Last week, I met with my advisor about my finished product—a research paper which turned out to be 44 pages, much longer than I had originally intended it to be. Discussing my paper, section by section, with my advisor gave me some invaluable insights on what I did well and what I could have improved in my research.

By the end of my research process, I came up with an extensive compendium of the existing research on educational inequality, as I set out to do in my proposal. In addition, going beyond my proposal, I got the chance to perform some primary research, working with the ECLS-K to analyze how sets of factors work together to create circumstances of educational inequality. My most interesting findings came in the realm of student attitudes, particularly debunking the idea that a “cultural opposition” exists among minority students. I found that the idea of an inherently oppositional attitude among minority students, upheld by many researchers, is not a valid explanation for educational inequality. Structural factors provide a much more complete explanation of discrepancies in student achievement than do student attitudes.
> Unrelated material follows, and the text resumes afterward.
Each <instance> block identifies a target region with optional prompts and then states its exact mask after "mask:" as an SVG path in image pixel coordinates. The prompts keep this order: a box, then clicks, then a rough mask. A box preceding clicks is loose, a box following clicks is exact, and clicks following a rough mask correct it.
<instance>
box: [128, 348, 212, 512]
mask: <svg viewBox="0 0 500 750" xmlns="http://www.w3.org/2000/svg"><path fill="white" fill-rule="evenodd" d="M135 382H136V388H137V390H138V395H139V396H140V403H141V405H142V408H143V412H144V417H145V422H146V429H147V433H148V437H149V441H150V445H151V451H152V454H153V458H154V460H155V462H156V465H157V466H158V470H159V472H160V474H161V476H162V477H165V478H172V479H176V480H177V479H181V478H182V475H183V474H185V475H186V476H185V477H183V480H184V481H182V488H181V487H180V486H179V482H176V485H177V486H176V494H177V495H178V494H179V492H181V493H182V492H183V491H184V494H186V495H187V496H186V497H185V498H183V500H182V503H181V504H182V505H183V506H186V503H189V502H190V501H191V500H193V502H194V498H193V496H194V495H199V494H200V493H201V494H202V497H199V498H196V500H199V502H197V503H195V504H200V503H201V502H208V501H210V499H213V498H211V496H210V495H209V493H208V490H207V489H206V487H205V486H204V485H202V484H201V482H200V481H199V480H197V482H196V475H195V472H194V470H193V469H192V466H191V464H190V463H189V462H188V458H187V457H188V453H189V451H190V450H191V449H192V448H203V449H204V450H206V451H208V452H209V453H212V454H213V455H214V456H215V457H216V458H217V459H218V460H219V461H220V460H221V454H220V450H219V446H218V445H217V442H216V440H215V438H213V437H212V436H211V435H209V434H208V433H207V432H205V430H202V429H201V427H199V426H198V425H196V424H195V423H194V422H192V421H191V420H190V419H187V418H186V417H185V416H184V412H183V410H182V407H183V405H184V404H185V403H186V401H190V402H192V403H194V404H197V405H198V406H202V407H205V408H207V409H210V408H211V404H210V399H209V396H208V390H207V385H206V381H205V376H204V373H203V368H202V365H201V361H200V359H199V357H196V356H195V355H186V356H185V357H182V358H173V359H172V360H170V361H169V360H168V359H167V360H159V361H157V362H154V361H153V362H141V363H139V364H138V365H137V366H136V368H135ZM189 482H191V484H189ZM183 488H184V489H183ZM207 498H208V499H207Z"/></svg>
Every day I spent working on this project presented me with new challenges. The sheer endurance it took to sit in the library by myself for hours each day proved to be one of the most harrowing aspects of the project. I found myself wishing I had chosen a topic that would allow me to perform interviews, or work in a lab surrounded by people. Still, the solitary aspect of my project afforded me plenty of time for focused work and introspection, which helped me to delve deeply into my topic. Having eight hours a day set aside for research allowed me to zero in on my topic in a unique way. I learned so much this summer, not just about educational inequality and its underlying causes, but also about discipline and the research process. I am extremely grateful that I had the opportunity to perform research this summer.